Yikes. 220? Woo...Well, shucks, I have someone that can install it for me. I could probably pull a used one out of a truck in the junkyard. Or is that a bad idea?


----------



## SPEEDO (Jun 9, 2003)

depending on the year.. there is a blue (double plug) relay on the right side (behind the batt.) that may be the culprit.. or you can pull the starter and have it checked out before you spend $$ on a new one

sorry I missed the year... yeah check the relay first! (about $20) I carry a spare, it saved my a$$ from being stranded


----------



## snoopdogie187 (Feb 12, 2007)

I posted where I think the location of the starter might be on your orginal post, but I will post it here also

I think it will be under your oil filter, on the passanger side. I think the engines were simular enough that this would be in the same to close spot. I checked on the 4X4 92 pathfinder we have, and it looks like a pain to get to. I do hope its a little different for you, but just check there. 

always get the starter checked before spending the money on a new one.
and wow 220 is a lot. but you said with labor, and I always do something like this myself. 

last I checked a starter was probably around $100 - 150 

Yep, I just checked napa autoparts (an autopart place in this area, usually with slightly higher prices/better rep) and they have starters for $110 - 150 or so. Just bring the old starter with you if you are getting a new one, there might be a core charge (and I'm seeing 40 - 60 for just the core)

As far as a used one, if money is tight, you can give that a try, assming you do save a lot of money off of a new one, but you will never know how long it will last you, and if its ready to go. Basically if you are willing to take the gamble, go for it. Starters do usually last awhile, but check the visual condition of it.
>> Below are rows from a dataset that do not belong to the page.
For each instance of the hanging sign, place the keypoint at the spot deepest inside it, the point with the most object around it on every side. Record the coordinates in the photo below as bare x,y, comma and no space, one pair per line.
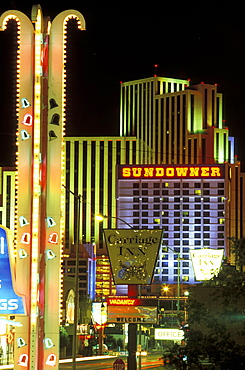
133,254
10,302
206,262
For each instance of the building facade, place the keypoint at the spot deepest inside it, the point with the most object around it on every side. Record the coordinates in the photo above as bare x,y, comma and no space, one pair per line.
91,172
193,204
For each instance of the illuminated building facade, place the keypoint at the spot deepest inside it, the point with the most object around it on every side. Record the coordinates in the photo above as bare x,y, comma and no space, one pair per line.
179,122
91,171
183,125
87,268
39,225
193,204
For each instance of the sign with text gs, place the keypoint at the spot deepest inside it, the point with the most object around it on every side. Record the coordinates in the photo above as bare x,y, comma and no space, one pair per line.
10,302
133,254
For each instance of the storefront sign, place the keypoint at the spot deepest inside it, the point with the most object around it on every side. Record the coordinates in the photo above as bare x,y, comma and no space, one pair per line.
167,171
206,262
169,334
133,254
132,314
10,302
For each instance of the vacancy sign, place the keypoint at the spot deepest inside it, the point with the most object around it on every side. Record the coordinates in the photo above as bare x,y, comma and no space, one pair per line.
169,334
206,262
132,310
133,254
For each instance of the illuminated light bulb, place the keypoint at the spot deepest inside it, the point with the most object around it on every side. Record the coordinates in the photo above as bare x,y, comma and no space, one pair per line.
27,120
25,239
48,343
23,221
53,238
21,342
25,103
22,254
24,135
50,254
50,222
23,360
51,360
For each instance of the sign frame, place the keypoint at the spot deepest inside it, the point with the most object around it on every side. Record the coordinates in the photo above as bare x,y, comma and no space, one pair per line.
133,254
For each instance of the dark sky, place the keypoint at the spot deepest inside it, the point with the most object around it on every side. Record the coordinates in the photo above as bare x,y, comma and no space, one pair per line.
197,40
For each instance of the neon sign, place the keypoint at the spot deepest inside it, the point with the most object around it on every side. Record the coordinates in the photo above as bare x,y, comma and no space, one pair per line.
170,171
10,302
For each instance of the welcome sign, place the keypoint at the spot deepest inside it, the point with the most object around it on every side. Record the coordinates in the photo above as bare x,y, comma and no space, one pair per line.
10,302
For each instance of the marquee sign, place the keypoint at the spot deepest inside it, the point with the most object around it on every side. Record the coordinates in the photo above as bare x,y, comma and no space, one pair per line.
130,310
133,254
170,171
169,334
206,262
10,302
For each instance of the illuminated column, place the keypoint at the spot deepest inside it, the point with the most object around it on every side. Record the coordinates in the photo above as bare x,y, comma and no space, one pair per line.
40,175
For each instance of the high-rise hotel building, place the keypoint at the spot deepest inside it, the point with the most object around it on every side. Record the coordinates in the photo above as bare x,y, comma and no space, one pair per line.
164,122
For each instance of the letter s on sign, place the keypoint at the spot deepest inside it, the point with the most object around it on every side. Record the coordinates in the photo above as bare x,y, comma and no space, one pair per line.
13,304
3,304
126,172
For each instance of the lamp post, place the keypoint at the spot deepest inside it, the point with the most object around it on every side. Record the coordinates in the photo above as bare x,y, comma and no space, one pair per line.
132,292
101,217
78,198
178,277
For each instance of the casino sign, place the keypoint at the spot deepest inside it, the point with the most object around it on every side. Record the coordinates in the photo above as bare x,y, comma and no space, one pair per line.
133,254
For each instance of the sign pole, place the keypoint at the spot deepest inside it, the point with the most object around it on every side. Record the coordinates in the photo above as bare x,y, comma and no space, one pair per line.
132,333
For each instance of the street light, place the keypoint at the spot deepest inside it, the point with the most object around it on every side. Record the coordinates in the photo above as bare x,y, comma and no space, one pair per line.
101,217
178,281
132,292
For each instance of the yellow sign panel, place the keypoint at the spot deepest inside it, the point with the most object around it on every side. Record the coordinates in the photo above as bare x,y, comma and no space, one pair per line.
169,334
133,254
132,314
206,262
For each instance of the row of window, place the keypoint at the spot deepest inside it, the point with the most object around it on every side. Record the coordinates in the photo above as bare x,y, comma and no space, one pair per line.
177,185
177,199
178,192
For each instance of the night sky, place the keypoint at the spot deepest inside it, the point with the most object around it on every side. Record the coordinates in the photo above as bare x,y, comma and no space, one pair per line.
197,40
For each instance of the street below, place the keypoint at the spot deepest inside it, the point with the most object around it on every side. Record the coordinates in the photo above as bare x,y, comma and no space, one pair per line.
150,361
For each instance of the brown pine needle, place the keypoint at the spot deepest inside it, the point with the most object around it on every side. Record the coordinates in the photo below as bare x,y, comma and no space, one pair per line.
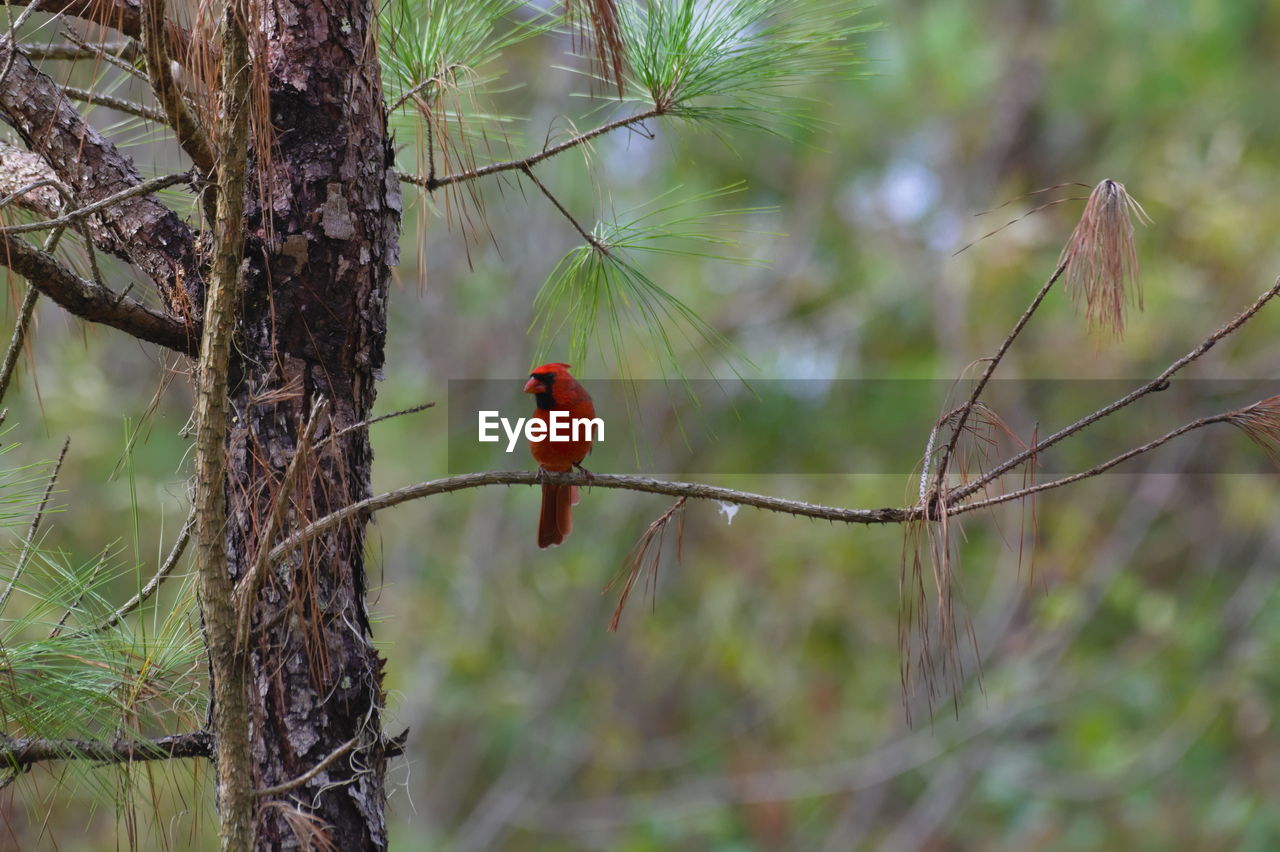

And hopefully it is just the relay in the end.


----------



## CMax03 (Jan 17, 2009)

inhibitor switch which is activated by the clutch pedal...bypass it to eliminate it as the culprit!


----------



## ivis05 (Sep 22, 2009)

i have same problem two months ago is the starter and then the battery take the truck to autozone and ask them to check the battery before anything else


----------



## Derrelly (Nov 29, 2008)

*Check Starter*

I have an 86.5 and 88 4x4 i have had the same problem with both trucks first thing you should do is have somebody try to start your truck while you put your ear by the starter witch is located under oil filter on passanger side you might have to take the rubber wheel well cover out, it just snaps out. If you hear the starter solenoid clicking you need a new starter. I had my starters checked at schucks on both trucks and they claimed they were good and always turned over, i payed $90.00 for a new one and now it starts like a champ like i stated above I had both starters checked and they were both found to be working properly by schucks so i would just buy a new one and put it in take the old one in and get a $30.00 core charge back actual cost was about $60.00 I would not suggest buying second hand because you will probably be replacing it againe soon. If your Starter does not click it is probably a ground wire, corrosion, fusable link, blue double relay by battery on passanger inside fender wall this can be jumped with 2 wires to check or the switch on your clutch peddal.
let me know if this helps.


----------



## CMax03 (Jan 17, 2009)

blue double relay by battery on passanger inside fender wall this can be jumped with 2 wires to check or the switch on your clutch peddal.
let me know if this helps.
This is your starter relay and inhibitor switch


----------



## zanegrey (Dec 5, 2005)

we hardly get any feed back ..

once they fix the truck they forget all about us..


----------



## 91HB (Aug 21, 2008)

Hey Zanegrey, I need your help again buddy (or anyone else who is willing ta help,and I'll be sure ta tell y’all about the results if I end up fixing the problem! haha)!! My starter in my '91 D21 just recently went out too, but like snoopdogie187, replacing the starter looks like a real P.I.T.A, if I'm looking at the right part that is. I'm like 99% sure it's the solenoid that's gone bad, but I'd like to check if that relay is to blame first before I do anything more. How can I do this, and worst case scenario, what's the easiest way to remove the whole starter assembly?? Thanks.


----------



## inkedgiff (Mar 28, 2010)

I've got the same thing going on with mine, and it works when I jump it. I saw the starter is listed at autozone for 69 for the 5sp. guess it looks like I'll need to find some time to get underneath the truck. how do I test the realy behind the battery to bipass the clutch switch?


----------



## NissanPartsDept (Mar 31, 2010)

It doesn't always work, but often if the relay is bad and you tap on it with screwdriver handle while someone else is trying to start the vehicle it will work. If it does you know it's a bad relay.


----------



## Grug (Aug 20, 2009)

Well...if it is the starter...replacing it is very doable (at least it is in the 2WD). 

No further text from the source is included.